Zum Leserbrief „Keine Beweise für eine Hetzjagd“ vom 8. September:

Sehr geehrter Herr Sauter, Ihr Leserbrief ist tendenziös, unausgewogen und bedient sich Argumenten der AfD und damit auch der Propaganda aus der Nazidiktatur. Die Presse dabei als instrumentalisiert von der Politik darzustellen, ist abwegig.

Die Pressefreiheit ist unbestritten zentrales Element unserer freiheitlichen Demokratie. Sie spielen außerdem dabei das Spiel der rechtsextremen AfD, die auch in Chemnitz mit der Pegida-Bewegung paktierte und den Journalismus als „Lügenpresse“ bezeichnet. Dies ist reinster Nazijargon. Leute wie den sächsischen Verfassungsschutzmitarbeiter, der in Dresden die Presseberichterstattung behinderte, als Opfer darzustellen, stellt die Realitäten auf den Kopf. Dieser wurde nämlich aus der Behörde entfernt.

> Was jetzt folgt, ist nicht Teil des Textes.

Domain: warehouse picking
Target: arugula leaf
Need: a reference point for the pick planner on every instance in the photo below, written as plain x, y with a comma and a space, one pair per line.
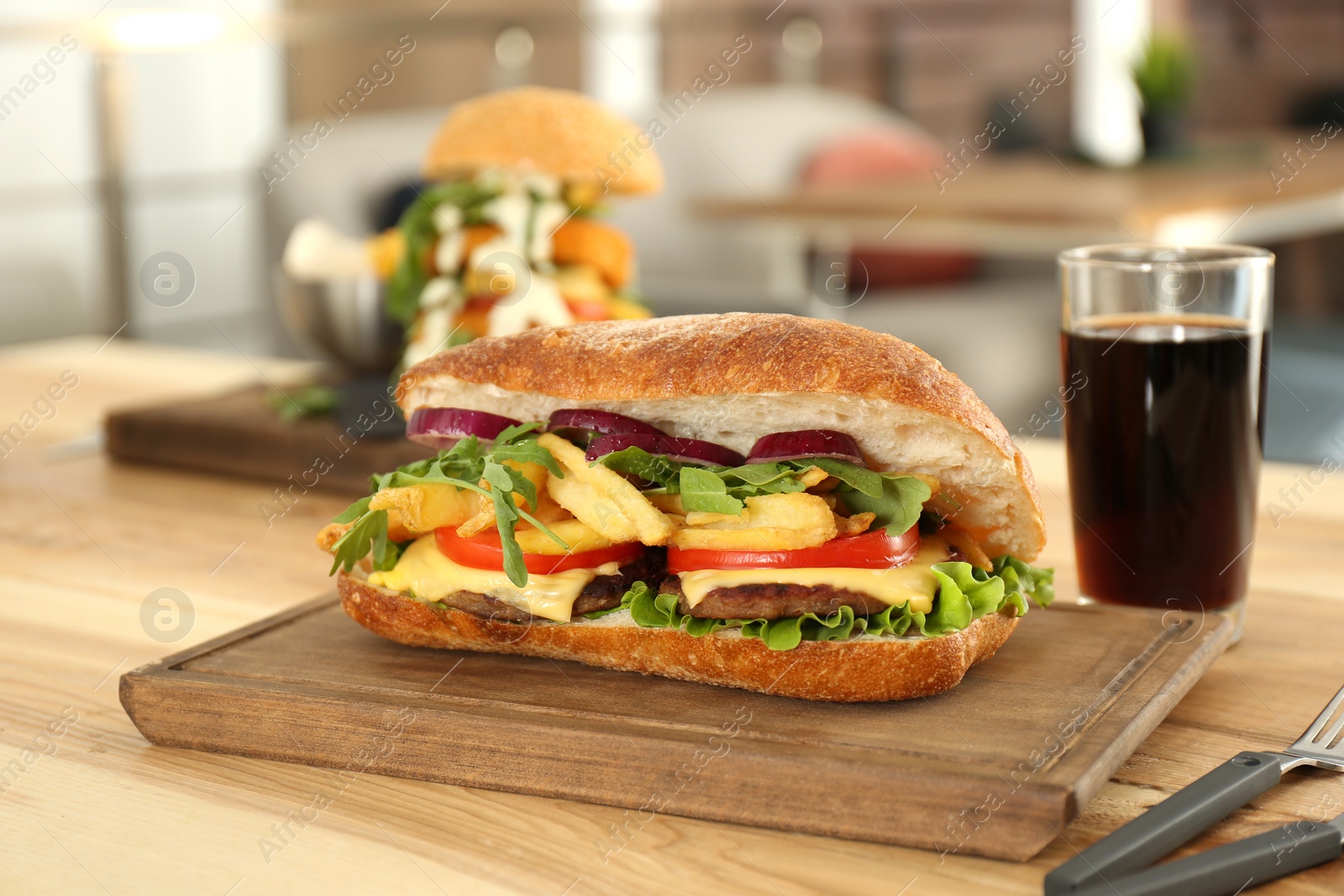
465, 465
898, 506
421, 234
367, 535
860, 479
638, 589
703, 490
652, 468
302, 402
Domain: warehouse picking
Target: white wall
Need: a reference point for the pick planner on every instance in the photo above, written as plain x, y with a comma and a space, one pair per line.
195, 123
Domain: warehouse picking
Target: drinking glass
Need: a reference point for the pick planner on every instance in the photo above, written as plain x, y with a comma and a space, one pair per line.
1164, 351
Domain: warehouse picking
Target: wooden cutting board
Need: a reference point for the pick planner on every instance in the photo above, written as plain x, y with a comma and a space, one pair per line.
237, 434
995, 768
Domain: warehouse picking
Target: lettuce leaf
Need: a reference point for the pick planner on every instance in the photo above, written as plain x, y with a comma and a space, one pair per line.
965, 594
420, 233
464, 465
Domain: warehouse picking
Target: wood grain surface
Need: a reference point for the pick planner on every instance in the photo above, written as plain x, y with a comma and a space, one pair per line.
235, 434
992, 768
100, 810
1038, 204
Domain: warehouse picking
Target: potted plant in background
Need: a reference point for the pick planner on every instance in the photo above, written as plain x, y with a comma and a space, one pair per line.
1164, 74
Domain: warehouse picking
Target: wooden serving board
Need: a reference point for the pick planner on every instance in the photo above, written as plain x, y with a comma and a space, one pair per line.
995, 768
235, 434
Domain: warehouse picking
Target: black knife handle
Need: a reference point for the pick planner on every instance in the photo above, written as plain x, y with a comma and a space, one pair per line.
1236, 867
1169, 824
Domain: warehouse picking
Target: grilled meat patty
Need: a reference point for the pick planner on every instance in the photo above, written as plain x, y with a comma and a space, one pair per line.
777, 600
602, 593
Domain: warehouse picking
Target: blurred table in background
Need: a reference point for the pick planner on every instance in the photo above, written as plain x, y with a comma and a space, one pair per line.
84, 542
1035, 204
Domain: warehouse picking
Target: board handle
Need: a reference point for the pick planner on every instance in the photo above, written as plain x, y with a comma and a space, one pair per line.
1169, 824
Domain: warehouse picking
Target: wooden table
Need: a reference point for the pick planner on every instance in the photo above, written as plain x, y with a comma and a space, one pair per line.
1039, 203
85, 542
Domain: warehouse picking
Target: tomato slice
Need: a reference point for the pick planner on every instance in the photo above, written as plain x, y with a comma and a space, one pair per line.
867, 551
486, 553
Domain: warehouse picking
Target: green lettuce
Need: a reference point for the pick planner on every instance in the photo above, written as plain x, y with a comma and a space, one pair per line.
421, 234
463, 465
965, 594
895, 499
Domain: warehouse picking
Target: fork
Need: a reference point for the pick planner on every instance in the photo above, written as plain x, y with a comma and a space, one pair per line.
1108, 866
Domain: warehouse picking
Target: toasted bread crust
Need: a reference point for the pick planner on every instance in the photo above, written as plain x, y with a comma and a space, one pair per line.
729, 356
831, 671
557, 132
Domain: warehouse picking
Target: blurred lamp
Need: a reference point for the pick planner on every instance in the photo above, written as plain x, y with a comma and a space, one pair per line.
514, 47
163, 29
803, 38
801, 45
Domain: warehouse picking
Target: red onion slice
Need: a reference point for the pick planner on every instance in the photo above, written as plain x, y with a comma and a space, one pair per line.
582, 425
676, 449
441, 427
803, 443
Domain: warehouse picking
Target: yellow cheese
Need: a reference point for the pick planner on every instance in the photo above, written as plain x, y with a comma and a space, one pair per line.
913, 582
423, 570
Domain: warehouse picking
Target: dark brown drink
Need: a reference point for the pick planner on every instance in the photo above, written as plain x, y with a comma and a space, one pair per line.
1164, 439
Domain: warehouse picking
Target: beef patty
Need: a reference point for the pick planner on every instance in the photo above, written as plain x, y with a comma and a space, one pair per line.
602, 593
777, 600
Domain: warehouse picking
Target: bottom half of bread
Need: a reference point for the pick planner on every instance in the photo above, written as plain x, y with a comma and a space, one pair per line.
853, 671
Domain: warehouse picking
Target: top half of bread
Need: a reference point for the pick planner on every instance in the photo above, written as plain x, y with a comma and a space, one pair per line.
555, 132
734, 378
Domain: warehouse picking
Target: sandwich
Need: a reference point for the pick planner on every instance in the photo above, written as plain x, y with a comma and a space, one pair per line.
783, 504
507, 235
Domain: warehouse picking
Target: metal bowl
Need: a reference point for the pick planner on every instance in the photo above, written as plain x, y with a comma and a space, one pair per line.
343, 320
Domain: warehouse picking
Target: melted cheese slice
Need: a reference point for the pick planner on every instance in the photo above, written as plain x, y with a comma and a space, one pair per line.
914, 582
432, 577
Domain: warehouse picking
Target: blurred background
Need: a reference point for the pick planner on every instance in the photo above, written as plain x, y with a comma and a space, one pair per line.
911, 165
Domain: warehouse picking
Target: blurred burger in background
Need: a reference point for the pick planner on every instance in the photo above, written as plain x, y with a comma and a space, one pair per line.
506, 235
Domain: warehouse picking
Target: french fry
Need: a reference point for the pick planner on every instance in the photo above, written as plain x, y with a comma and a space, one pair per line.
759, 539
423, 508
329, 535
479, 523
813, 476
591, 506
855, 524
961, 539
651, 526
768, 523
790, 511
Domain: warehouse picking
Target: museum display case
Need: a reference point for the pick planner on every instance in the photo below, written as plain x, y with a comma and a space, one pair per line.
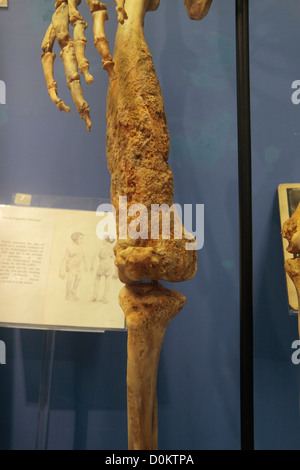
205, 121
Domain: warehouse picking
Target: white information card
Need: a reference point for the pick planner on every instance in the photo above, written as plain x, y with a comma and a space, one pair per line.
55, 272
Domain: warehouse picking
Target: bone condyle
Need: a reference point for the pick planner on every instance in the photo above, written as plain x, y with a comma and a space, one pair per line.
137, 149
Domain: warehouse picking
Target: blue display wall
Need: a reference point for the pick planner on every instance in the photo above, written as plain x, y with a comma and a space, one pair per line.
43, 151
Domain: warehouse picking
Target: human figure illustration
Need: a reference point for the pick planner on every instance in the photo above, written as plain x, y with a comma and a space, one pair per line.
72, 265
105, 269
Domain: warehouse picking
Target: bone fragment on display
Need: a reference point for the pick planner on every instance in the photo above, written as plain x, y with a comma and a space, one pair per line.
290, 231
137, 152
148, 310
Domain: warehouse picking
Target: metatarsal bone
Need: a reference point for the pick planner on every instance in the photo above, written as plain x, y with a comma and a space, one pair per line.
47, 61
80, 41
122, 15
101, 42
60, 21
48, 58
73, 81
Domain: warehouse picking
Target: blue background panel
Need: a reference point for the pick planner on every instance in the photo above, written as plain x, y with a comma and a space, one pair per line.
43, 151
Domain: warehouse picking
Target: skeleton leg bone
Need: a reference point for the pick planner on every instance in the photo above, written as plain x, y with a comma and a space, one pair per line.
148, 310
137, 153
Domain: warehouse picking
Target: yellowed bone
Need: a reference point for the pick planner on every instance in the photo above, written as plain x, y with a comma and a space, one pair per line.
292, 268
122, 15
148, 309
80, 41
101, 42
73, 81
47, 61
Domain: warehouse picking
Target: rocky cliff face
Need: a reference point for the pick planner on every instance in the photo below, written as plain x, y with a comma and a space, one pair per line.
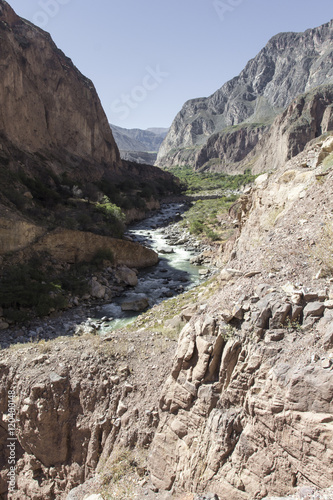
47, 105
290, 64
246, 405
247, 409
55, 140
264, 148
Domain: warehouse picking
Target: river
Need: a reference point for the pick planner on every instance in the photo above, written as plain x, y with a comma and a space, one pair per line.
173, 274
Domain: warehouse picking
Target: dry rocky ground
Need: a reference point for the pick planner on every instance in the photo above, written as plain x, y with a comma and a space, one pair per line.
226, 389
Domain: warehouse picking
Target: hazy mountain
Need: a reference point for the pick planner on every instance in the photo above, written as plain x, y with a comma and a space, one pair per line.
290, 64
133, 143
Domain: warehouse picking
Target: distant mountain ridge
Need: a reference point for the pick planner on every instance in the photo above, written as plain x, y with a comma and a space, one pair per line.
133, 143
289, 65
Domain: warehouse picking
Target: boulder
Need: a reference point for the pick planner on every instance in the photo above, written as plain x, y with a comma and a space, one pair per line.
97, 290
314, 309
135, 303
126, 275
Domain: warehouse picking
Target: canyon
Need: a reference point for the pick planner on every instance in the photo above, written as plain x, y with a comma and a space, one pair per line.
220, 132
223, 391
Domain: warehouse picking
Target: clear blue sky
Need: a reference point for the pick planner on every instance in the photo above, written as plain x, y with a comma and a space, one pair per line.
147, 57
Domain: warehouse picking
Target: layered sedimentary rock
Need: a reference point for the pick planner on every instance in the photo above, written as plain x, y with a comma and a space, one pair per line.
247, 409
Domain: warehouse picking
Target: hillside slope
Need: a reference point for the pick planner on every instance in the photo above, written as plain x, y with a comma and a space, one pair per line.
139, 145
241, 407
289, 65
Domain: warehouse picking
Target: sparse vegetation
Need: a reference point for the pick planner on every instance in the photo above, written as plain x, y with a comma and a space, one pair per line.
121, 473
195, 182
322, 252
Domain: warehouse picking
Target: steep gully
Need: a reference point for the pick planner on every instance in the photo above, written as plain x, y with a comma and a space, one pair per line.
173, 275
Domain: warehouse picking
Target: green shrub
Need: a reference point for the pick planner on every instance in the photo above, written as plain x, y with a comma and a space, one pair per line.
103, 254
196, 227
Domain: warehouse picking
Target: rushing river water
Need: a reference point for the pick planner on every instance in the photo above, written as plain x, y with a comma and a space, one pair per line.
171, 276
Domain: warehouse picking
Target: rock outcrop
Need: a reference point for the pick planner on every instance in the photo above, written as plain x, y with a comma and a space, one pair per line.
289, 65
79, 246
246, 411
47, 105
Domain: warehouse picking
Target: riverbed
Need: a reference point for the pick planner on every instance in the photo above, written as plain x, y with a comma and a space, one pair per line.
174, 272
173, 275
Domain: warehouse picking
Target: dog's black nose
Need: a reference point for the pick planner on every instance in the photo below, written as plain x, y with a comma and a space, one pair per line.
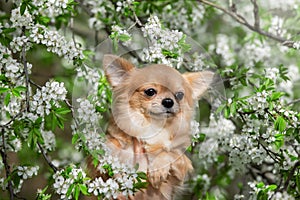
167, 103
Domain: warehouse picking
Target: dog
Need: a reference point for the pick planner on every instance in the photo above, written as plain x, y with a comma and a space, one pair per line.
150, 125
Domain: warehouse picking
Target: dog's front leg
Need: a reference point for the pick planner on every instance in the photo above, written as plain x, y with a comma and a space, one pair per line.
159, 168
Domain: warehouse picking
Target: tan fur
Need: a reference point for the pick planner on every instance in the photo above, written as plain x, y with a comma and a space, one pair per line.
142, 131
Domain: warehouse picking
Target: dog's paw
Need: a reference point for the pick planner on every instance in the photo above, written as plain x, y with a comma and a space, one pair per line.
159, 175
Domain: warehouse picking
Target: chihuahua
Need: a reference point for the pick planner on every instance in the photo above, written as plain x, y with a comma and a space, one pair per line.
150, 125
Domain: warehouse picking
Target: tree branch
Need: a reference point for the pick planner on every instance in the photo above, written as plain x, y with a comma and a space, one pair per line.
6, 166
47, 158
26, 73
255, 28
256, 14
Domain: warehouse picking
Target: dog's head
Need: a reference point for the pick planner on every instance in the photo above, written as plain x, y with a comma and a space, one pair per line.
155, 95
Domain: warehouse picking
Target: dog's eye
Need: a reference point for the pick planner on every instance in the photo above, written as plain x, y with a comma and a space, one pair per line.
150, 92
179, 95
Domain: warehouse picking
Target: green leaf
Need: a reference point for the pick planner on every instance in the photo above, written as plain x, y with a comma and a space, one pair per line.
7, 99
23, 7
279, 140
272, 187
16, 93
124, 37
76, 192
280, 124
140, 185
226, 112
276, 95
142, 175
83, 189
62, 111
260, 185
71, 187
2, 90
233, 108
8, 30
75, 138
262, 195
184, 46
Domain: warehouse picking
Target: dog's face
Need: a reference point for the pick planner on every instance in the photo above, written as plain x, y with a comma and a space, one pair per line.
156, 94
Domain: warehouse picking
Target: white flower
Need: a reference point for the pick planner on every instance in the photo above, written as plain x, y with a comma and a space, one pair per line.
52, 92
26, 172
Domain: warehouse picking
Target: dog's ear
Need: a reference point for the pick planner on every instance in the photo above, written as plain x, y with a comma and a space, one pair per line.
116, 69
199, 81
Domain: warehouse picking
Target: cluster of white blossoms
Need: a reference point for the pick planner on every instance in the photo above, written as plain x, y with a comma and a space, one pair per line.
254, 52
187, 21
91, 75
63, 180
120, 5
11, 68
258, 102
26, 172
161, 40
272, 73
98, 10
87, 126
223, 48
51, 8
288, 85
276, 27
49, 140
49, 95
86, 111
19, 42
121, 34
55, 42
121, 183
40, 34
18, 20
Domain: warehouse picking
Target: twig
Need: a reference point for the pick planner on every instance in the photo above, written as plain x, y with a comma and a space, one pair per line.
47, 158
240, 19
293, 102
35, 84
256, 14
291, 174
6, 166
26, 73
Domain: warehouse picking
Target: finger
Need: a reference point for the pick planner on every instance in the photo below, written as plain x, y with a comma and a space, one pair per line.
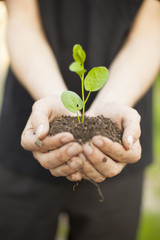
89, 172
104, 164
67, 168
56, 141
43, 112
116, 151
131, 126
75, 177
59, 156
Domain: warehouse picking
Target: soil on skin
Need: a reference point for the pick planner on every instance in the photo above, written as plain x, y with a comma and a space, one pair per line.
83, 132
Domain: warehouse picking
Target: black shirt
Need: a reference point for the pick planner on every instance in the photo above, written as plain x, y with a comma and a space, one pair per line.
101, 27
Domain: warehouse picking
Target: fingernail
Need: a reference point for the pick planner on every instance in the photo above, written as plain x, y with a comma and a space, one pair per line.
73, 165
39, 143
98, 142
88, 149
73, 151
81, 155
130, 141
39, 130
66, 139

Realität ist auch, dass die Rechtspopulisten von der AfD, die seit Kurzem wie in Thüringen vom Verfassungsschutz beobachtet werden, in Sachsen bei der letzten Bundestagswahl die stärkste Partei stellten.

Es ist schon bemerkenswert, dass der Präsident des Zentralrates der Katholiken, Thomas Sternberg, dazu aufruft, bei den Landtagswahlen in Hessen und Bayern nicht die von ihm als „rechtsradikal“ bezeichnete AfD zu wählen.

In Dresden geschahen in der Tat Hetzjagden auf Ausländer. Dies wird mit ermöglicht durch ein rassistisches Klima in Teilen der Bevölkerung, Politik und Behörden. Der von Ihnen angesprochene Oberstaatsanwalt von Dresden, Wolfgang Klein, betont ausdrücklich, dass es an dem Video, das dies belegt, keinen Echtheitszweifel gibt.

Dass ein Mensch gestorben ist, bedaure ich zutiefst. Wenn Sie hierbei jedoch von „bestialischem Messemord“ sprechen, spalten Sie und tragen weiter zur Eskalation bei. Außerdem laufen gegen den Tatverdächtigen bisher Ermittlungen wegen Totschlags.

Migranten am Ende zu unterstellen, nur von Sozialkassen zu leben, außer dem Koran kein Buch zu kennen und Messer als Waffe und nicht als Essbesteck zu benutzen, ist klischeehafte, billigste Polemik untersten Niveaus, die niemandem weiterhilft.